Field Lagrangian ↔ Particle Lagrangian

Question

The action-functionals describing the motion $\mathbf{x}:[a,b]\to \mathbb{R}^3$ of a free particle of mass $m$ and the evolution $\varphi:[a,b]\times \Omega\to \mathbb{R}$ of a free scalar field of mass $m$ are, respectively, \begin{align}S[\mathbf{x}]:=&\int_a^b\frac{m}{2}\frac{\mathrm{d} \mathbf{x}}{\mathrm{d}t}^2\mathrm{d}t.\tag{1} \\S[\varphi]:=&\int_a^b\left(\int_{\Omega}\frac{m}{2}\mathrm{d}\varphi^2\,\mathrm{d}\mathbf{x}\right)\mathrm{d}t.\tag{2}\end{align} Where $\Omega\subset \mathbb{R}^3$ is a bounded region of space.

This leads me to think, based on the fact that free scalar quantum fields can be thought of as position space wavefunctions and vice versa, that if we make the substitution $$\varphi(\mathbf{x},t):=\delta^3(\mathbf{x}-\mathbf{x}(t))$$ and perform the integral over $\Omega$ in $(2)$, we should recover $(1)$. Is this true? If not, is it still possible to convert lagrangians to lagrangian densities?

Answer 1

Particles in $n+1$ dimensions ($n$ spatial and one temporal) can be mathematically thought of as fields in $0+1$ dimensions (no spatial, one temporal) where position of the particle $n+1$ dimension corresponds to the value of the field in $0+1$ dimensions. This is the essence of the similarity of these actions.

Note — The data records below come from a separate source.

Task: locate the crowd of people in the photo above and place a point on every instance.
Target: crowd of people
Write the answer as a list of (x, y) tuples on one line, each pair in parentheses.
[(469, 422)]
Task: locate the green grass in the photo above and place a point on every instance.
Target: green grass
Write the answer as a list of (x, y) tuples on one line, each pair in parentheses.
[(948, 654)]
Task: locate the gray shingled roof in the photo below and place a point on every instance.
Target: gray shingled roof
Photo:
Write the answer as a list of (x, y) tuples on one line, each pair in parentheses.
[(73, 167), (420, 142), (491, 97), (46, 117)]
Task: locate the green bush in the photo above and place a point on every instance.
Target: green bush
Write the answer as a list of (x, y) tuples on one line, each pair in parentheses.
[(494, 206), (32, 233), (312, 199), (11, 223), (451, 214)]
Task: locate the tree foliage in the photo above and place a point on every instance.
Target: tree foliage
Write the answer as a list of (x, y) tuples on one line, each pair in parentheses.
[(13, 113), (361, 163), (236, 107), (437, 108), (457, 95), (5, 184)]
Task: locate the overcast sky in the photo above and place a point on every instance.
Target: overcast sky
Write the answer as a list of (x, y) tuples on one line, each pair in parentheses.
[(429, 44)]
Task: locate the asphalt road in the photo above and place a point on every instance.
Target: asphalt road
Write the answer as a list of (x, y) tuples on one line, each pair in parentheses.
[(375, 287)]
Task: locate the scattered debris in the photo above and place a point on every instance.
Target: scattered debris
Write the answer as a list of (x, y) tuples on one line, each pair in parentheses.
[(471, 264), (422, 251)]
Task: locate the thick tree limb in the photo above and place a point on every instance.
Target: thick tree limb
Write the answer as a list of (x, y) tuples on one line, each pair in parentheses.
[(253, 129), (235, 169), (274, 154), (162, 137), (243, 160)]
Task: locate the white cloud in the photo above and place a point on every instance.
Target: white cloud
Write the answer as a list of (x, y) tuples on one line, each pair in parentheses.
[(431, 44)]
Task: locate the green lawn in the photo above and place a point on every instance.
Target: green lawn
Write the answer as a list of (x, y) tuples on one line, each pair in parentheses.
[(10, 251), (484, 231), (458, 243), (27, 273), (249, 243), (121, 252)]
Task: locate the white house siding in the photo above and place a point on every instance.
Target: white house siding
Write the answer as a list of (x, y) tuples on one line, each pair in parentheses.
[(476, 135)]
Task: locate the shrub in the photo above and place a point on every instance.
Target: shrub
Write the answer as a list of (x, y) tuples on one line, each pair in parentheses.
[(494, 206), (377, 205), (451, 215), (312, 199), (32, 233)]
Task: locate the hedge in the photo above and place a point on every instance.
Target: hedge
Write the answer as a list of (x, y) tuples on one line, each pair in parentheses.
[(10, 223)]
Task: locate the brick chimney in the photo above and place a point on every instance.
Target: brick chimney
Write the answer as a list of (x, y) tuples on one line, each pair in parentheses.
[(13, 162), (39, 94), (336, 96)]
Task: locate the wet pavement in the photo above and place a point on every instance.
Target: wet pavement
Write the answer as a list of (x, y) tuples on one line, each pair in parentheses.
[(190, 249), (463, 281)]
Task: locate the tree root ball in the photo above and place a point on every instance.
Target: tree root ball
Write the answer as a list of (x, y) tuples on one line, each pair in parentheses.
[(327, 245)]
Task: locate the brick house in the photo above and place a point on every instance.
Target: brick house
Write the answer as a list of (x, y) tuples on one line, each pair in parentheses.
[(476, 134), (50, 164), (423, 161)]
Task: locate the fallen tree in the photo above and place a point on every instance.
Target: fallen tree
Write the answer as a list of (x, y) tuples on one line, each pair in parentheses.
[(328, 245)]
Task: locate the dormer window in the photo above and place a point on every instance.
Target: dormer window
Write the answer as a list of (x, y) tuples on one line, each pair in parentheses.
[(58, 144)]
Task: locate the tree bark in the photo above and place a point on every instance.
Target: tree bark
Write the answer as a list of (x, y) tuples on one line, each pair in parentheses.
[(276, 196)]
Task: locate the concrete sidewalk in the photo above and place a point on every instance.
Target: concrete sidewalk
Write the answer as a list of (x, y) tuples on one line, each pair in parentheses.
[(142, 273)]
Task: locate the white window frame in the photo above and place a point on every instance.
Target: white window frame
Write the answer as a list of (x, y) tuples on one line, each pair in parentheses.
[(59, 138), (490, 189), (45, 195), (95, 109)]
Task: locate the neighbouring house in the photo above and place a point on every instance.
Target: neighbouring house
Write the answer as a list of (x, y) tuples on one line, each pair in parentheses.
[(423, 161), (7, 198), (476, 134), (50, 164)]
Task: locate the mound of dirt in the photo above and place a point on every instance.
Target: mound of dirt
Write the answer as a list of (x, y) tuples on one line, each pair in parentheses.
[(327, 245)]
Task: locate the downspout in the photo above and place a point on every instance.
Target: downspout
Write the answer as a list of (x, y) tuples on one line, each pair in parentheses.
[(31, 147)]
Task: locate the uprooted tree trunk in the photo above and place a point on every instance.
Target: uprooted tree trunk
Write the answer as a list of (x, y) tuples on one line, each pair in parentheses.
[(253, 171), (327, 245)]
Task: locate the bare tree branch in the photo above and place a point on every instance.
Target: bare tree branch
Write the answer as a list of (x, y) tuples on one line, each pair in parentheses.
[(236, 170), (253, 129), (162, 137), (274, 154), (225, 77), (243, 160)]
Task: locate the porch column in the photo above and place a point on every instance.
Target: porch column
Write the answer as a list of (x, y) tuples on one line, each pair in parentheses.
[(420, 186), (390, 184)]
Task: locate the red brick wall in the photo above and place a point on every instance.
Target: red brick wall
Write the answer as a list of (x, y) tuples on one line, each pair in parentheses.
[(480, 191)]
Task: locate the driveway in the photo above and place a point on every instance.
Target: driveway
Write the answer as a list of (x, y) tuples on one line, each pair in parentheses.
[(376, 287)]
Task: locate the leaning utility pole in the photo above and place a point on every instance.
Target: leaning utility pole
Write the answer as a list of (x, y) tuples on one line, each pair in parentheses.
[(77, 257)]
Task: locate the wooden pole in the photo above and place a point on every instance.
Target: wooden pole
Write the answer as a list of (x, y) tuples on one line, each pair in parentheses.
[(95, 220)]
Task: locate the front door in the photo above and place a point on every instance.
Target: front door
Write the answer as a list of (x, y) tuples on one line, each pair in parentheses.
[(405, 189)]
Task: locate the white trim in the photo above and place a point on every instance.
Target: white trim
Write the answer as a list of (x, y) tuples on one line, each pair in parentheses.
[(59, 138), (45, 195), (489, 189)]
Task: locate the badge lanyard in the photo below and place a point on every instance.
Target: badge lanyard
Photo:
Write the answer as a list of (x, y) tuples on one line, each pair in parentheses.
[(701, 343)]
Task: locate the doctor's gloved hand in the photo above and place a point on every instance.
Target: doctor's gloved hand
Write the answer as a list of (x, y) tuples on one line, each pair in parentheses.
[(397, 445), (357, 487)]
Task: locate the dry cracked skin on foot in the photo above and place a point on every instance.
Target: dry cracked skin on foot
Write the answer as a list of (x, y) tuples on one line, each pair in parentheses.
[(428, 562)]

For example, a particle in a harmonic oscillator potential can be mathematically thought of as a massive field in $0+1$ dimensions.

To answer your question:

The field $\varphi(\mathbf x,t)=\delta^3(\mathbf x-\mathbf x(t))$ is not a solution to equation of motion of massless (or massive) scalar field. If you put field equal to a delta function and its time derivative equal to zero as initial conditions (i.e. $\varphi(\mathbf x,0)=\delta^3(\mathbf x-\mathbf x_0)$ and $\dot \varphi(\mathbf x, 0)=0$), the most scalar fields will spread, i.e. they will not remain equal to a delta function.